Erlangga tertawa mendengarnya. Dia senang melihat Olivia yang sedang marah. "Kamu hanya bilang nggak perlu, bukan nggak boleh. Jadi, nggak ada yang ngelarang aku ke mana pun, kan?"

Olivia mulai segan membalas ucapan Erlangga. Dia tidak mau membuang energinya untuk marah-marah. Akhirnya, Olivia membiarkan Erlangga masuk ke dalam ruangan. 

"Kamu kerja apa di sini?" kata Erlangga.

Olivia melihat Erlangga yang sedang menggeratak. "Asisten dosen. Jangan menggeratak! Itu bukan milik kamu."

Pria itu meletakkan kembali bingkai kotak kecil yang sedang dipegang. "Baiklah. Terus, apa kerjaan kamu kali ini? Duduk santai terus nerima gaji?"

Olivia tidak menjawab pertanyaan Erlangga. Perempuan

"Aku keluar sebentar, ya?" kata Erlangga.

Setelah pria itu keluar, Olivia langsung bernapas lega. "Akhirnya ada juga waktu untuk nggak dengerin kata-katanya yang nggak bermakna."

Setelah beberapa saat Olivia sendirian di dalam ruangan, Erlangga datang kembali. Dia membawakan segelas minuman berwarna cokelat. 

"Aku nggak tau apa minuman kesukaan kamu, jadi saya beliin mocca aja. Kamu suka mocca?"

Pria itu berjalan mendekati Olivia. Dia menyodorkan sedotan untuk diminum. Namun, Olivia memundurkan wajahnya.

"Aku bisa minum sendiri," ucapnya.

Tentu saja Erlangga menepis. "Kamu lagi beresin buku-buku, nanti tangan kamu basah kalau megang. Nurut aja kenapa, sih?"

"Kenapa jadi kamu yang marah? Seharusnya aku yang marah, karena udah digangguin kerjanya hari ini!" ketus Olivia.

Erlangga berdecak. "Minum buruan!"

Akhirnya, Olivia meneguk minuman yang pria itu berikan. Sudah dua kali dia disuapi oleh pria bernama Erlangga. Apa yang akan terjadi setelah ini?

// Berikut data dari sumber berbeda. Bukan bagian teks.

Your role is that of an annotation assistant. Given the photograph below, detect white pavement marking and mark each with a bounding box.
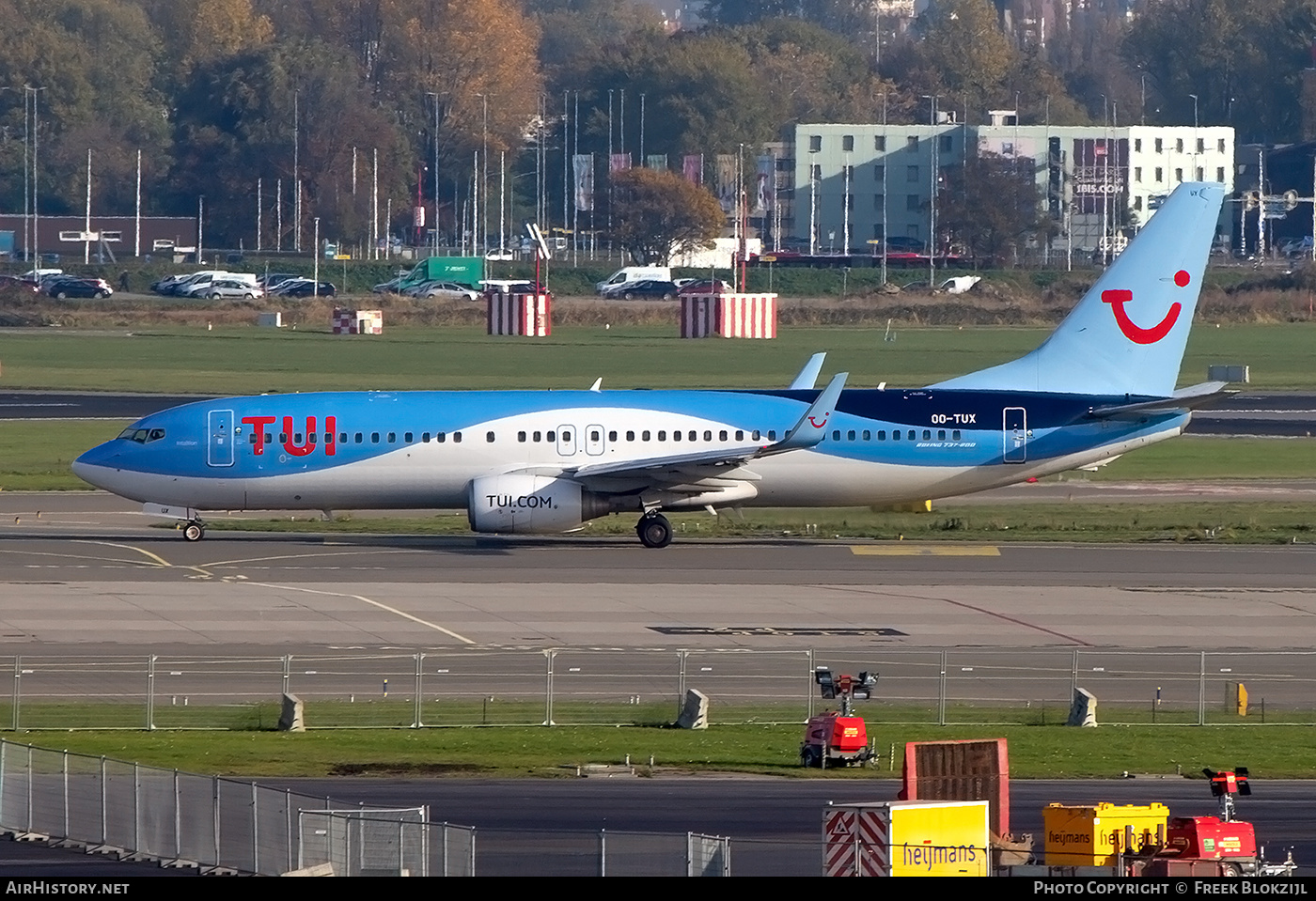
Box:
[79,540,214,579]
[243,582,477,645]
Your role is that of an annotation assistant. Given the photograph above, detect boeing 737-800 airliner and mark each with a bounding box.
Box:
[73,184,1224,547]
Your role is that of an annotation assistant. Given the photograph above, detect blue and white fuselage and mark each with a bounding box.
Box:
[75,389,1188,510]
[73,184,1224,547]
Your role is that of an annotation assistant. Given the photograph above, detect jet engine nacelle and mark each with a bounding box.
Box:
[466,474,615,536]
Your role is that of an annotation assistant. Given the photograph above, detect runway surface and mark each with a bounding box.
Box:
[0,493,1316,655]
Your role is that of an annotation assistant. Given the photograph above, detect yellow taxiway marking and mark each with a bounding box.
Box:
[850,545,1000,556]
[243,582,475,645]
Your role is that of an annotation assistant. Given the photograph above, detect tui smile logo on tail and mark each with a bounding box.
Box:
[1102,270,1192,345]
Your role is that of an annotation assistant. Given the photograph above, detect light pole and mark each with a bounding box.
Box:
[922,93,941,288]
[310,216,320,297]
[425,91,438,256]
[1188,93,1198,181]
[24,85,46,261]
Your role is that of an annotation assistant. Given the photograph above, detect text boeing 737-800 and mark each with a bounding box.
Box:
[73,184,1224,547]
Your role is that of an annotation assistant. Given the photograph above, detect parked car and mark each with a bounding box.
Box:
[256,272,302,290]
[603,279,677,300]
[46,276,115,300]
[878,234,928,254]
[203,279,264,300]
[678,279,731,295]
[271,279,338,297]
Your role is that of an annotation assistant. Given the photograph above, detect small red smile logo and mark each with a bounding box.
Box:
[1102,270,1190,345]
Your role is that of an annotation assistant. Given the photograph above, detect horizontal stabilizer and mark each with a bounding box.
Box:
[790,351,826,391]
[1089,381,1230,420]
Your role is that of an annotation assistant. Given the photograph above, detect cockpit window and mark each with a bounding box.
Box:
[118,427,164,444]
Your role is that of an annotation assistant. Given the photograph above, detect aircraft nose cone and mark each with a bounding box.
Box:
[71,444,118,488]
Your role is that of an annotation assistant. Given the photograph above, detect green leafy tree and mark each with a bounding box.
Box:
[937,152,1046,266]
[611,168,724,263]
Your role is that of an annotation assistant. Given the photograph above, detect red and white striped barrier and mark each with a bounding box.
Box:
[822,808,891,876]
[486,293,553,338]
[681,295,776,338]
[333,309,384,334]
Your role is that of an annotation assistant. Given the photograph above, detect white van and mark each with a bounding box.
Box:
[593,266,671,295]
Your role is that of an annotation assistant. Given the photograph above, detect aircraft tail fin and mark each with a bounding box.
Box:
[931,183,1225,397]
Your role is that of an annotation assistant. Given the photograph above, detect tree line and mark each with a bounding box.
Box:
[0,0,1316,247]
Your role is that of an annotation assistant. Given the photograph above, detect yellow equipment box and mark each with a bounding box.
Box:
[1042,803,1170,867]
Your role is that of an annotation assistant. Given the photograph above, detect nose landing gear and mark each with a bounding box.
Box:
[635,513,671,547]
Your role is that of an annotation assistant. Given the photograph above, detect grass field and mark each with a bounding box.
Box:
[15,718,1316,779]
[0,322,1316,395]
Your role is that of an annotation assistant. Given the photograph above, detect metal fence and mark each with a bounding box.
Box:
[0,647,1316,730]
[0,739,737,876]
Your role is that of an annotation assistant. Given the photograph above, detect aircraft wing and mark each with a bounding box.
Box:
[563,372,849,486]
[1087,381,1230,420]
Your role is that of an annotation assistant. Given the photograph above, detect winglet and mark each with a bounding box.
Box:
[790,351,826,391]
[760,372,850,457]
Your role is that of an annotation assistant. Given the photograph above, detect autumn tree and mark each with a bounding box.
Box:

"Aku peringatin satu hal sama kamu, aku nggak suka diganggu! Kalau kamu mau berusaha memenangkan tantangan, main adil, dong!" Olivia berkata sambil melotot.

Yang diajak bicara hanya tersenyum tanpa ada rasa bersalah. "Aku hanya ngelakuin hal yang ingin saya lakuin aja. Nggak ada yang salah kalau ngasih kamu minum, kan? Lagian, kamu lagi capek, butuh tenaga. Kalau aku kasih makanan, nanti malah makin repot. Kalau minuman, kamu tinggal minum aja kayak tadi."

"Nggak di saat aku kerja juga, kan?" bantah Olivia. 

"Ya, saya nggak tau kalau kamu orang yang harus fokus saat bekerja. Lagian, kamu harusnya bisa lebih santai. Di luar itu ada banyak mahasiswa yang lagi bercanda, ketawa, seneng-seneng. Kenapa kamu milih di sini, sih?"

Satu hal yang dapat Olivia katakan saat ini. "Nggak level! Aku nggak akan mau berkawan dengan mereka semua."

Olivia mulai membereskan semua berkas yang tadi dia kerjakan. Erlangga kebingungan, padahal tadi dia disuruh diam dan jangan menganggu kerjanya.

"Ini mau pergi ke mana? Udah beres-beres aja, Liv!" tanya Erlangga dengan dahi yang mengkerut.

"Aku mau pulang, besok aja lanjutin kerjaannya. Lagian mood aku udah hilang saat bertemu sama kamu tadi!" kata Olivia sambil berjalan ke luar ruangan.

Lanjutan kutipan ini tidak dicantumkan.